2007 will be saved by... Canadian scientists who will discover a way to easily convert tap water into American beer (not too hard, there are few chemical differences, making it the easier problem to solve).
The ability to have "Beer Faucets" in every house with the installation of a small device at the local treatment plants will result in a drop in domestic violence and infidelity (men will both find their wives more attractive and have no reason to go out to bars), fix our middle east problems when the various wheat, rice, and hops harvesters are pushed into diverting their wares to be turned into biofuel that replaces all imported oil, and valuable shelf space in the local grocery stores that once held Miller and Coors will be available for use by the various hippy-juice companies, making agitators and protesters around the country suddenly feel accepted.
Our president will "loosen up" and withdraw troops, and the various terrorist supporting economies will collapse in on themselves by the sudden loss in demand for their product and will beg for us to deploy back so we can continue to support their local stores.
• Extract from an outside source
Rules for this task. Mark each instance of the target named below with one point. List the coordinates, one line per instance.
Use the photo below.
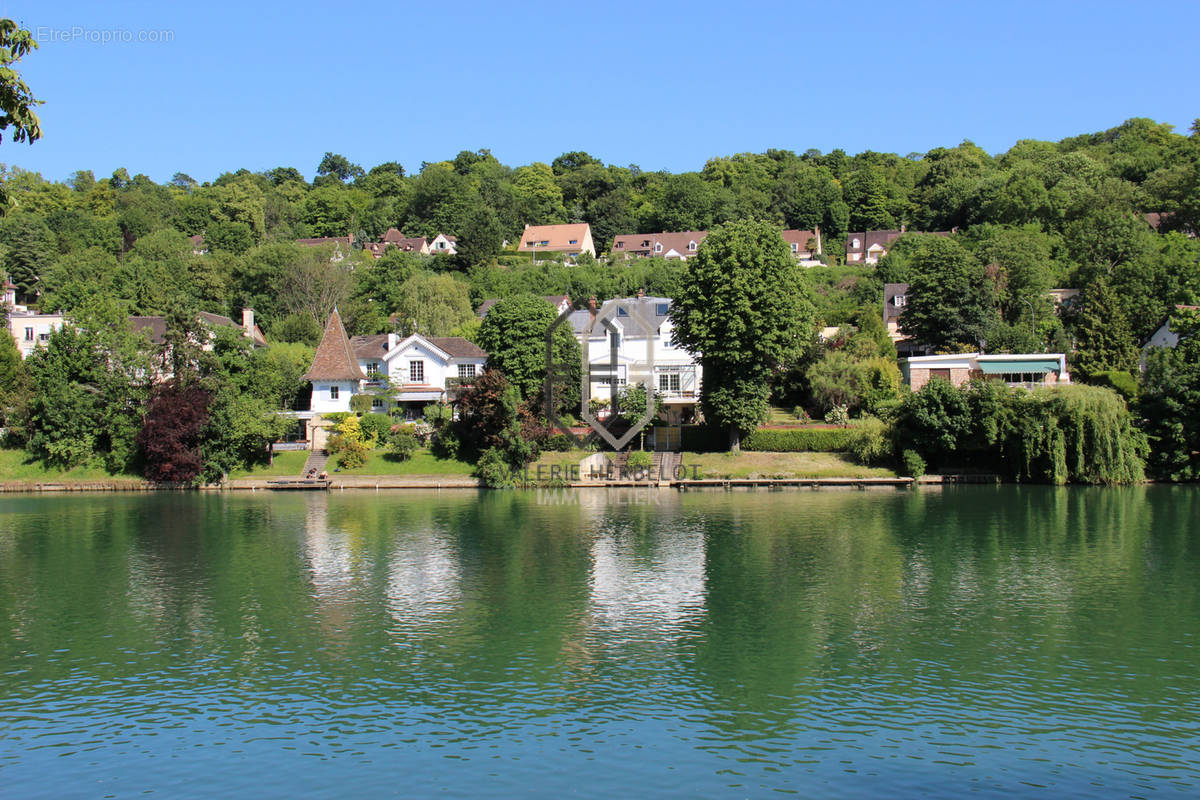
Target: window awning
(1019, 365)
(413, 397)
We will decline, and the Middle East will reformat itself as a nice tourist destination.
Dogs and cats will, in the spirit of cooperation, sign a peace accord, the sun will come out just a little more often, and the streets will be filled with the sounds of laughing children playing stick ball and hopscotch while evading weaving cars piloted by buzzed drivers coming home from a relaxing day of well hydrated Air Traffic Control.